Faeze Hamze Google Scholar

Keywords

Introduction

Bio-modification of dentine for improving dentine adhesion has been extensively surveyed and many research have been conducted to reach long survival for resin-infiltrated dentine over time [ 1 - 2 ].

Collagen cross linkers are now widely used in modern dentistry due to their beneficial effect on dentine-adhesive interface [ 3 - 4 ]. In fact, these agents could enhance the intra- and inter-molecular cross-links of collagen by promoting the hydrogen and/or covalent bonds [ 5 - 8 ]. These crossover bonds can prevent the long rod-like helical collagen from passing through each other under mechanical stress, which lead to more stiffness of dentine substrate [ 2 , 5 - 8 ]. Moreover, some of them would also inhibit the hazardous endogen enzymes such as matrix metalloproteinase (MMP) [ 9 - 10 ].
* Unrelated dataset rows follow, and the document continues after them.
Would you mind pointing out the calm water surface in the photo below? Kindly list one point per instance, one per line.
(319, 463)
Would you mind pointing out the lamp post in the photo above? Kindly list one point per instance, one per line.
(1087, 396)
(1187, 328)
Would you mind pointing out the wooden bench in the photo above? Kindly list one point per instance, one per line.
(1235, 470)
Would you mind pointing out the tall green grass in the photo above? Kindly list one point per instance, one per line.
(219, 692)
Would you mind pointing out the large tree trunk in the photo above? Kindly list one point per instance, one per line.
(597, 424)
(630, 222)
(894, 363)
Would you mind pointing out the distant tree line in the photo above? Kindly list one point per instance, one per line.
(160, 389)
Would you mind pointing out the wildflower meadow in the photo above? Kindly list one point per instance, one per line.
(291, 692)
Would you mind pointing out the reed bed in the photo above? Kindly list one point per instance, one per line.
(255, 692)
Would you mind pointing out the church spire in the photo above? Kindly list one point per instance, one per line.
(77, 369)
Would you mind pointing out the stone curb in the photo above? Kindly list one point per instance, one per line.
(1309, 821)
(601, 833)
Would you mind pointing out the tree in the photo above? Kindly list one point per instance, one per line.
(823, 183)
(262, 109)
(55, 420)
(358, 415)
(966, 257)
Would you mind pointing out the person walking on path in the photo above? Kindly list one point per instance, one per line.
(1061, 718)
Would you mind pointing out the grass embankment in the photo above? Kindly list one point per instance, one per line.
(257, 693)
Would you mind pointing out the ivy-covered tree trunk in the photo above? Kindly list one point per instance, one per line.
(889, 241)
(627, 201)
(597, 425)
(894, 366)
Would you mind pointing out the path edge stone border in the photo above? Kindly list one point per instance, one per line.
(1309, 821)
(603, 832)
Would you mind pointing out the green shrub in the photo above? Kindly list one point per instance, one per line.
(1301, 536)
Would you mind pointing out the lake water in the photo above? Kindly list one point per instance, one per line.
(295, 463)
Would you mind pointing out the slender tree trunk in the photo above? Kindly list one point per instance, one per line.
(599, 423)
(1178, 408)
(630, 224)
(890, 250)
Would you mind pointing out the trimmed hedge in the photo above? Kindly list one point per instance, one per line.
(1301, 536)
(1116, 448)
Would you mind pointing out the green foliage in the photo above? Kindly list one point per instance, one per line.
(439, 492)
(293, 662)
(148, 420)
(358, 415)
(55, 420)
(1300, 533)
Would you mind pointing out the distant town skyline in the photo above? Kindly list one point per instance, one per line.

Several collagen cross linkers are introduced in literatures among which the synthetic gluteraldehyde is the most famous one [ 11 - 12 ]. Meanwhile, its application has been limited due to its cytotoxicity [ 1 ].

However, in recent years, incorporation of natural products as collagen cross linkers was widely investigated and their positive effect has been frequently reported [ 13 - 16 ]. Since natural extracts are often economic and safe, they are very favorable [ 17 - 18 ].

Among these natural gifts, the proanthocyanidin, which could be derived from different herbs, has been repeatedly documented as an effective natural collagen cross linker [ 19 - 21 ]. Grape seed extract (GSE) is one of the main sources enriched in proanthocyanidin. Therefore, the GSE has been vastly incorporated as dentine bio-modifiers for either collagen cross-linking or MMP inhibition [ 2 , 4 , 22 - 23 ].

Sumac is another helpful natural product. This plant grows mostly wild in the Mediterranean to the Middle East region [ 4 ] and it is considered as a quite strong antioxidant agent [ 24 ]. In addition, sumac has been introduced as a rich source of hydrolyzable tannins, a polyphenol compound that has the potency of cross linker agent [ 25 ].

The cross linkage of dentine collagen would enhance its mechanical properties [ 26 ], which could be manifested as increasing the micro-hardness. Actually, since the caries progress would lead to decreasing the micro hardness of dentine due to softening of collagen substrate, its enhancement could be beneficial [ 27 ]. Accordingly, some investigators reported that the GSE could increase the dentine micro hardness and their microscopic finding has confirmed their results [ 27 - 28 ].

Previous studies incorporated the micro-hardness test as an indicator for the efficacy of collagen cross-linkers in dentine [ 29 ]. However, the available data comparing the effect of sumac and grape seed on the micro-hardness of dentine is quite sparse. Therefore, the aim of this study includes evaluating the effect of different concentrations of sumac on dentine micro-hardness comparing to proanthocyanidin extracted from the grape seed.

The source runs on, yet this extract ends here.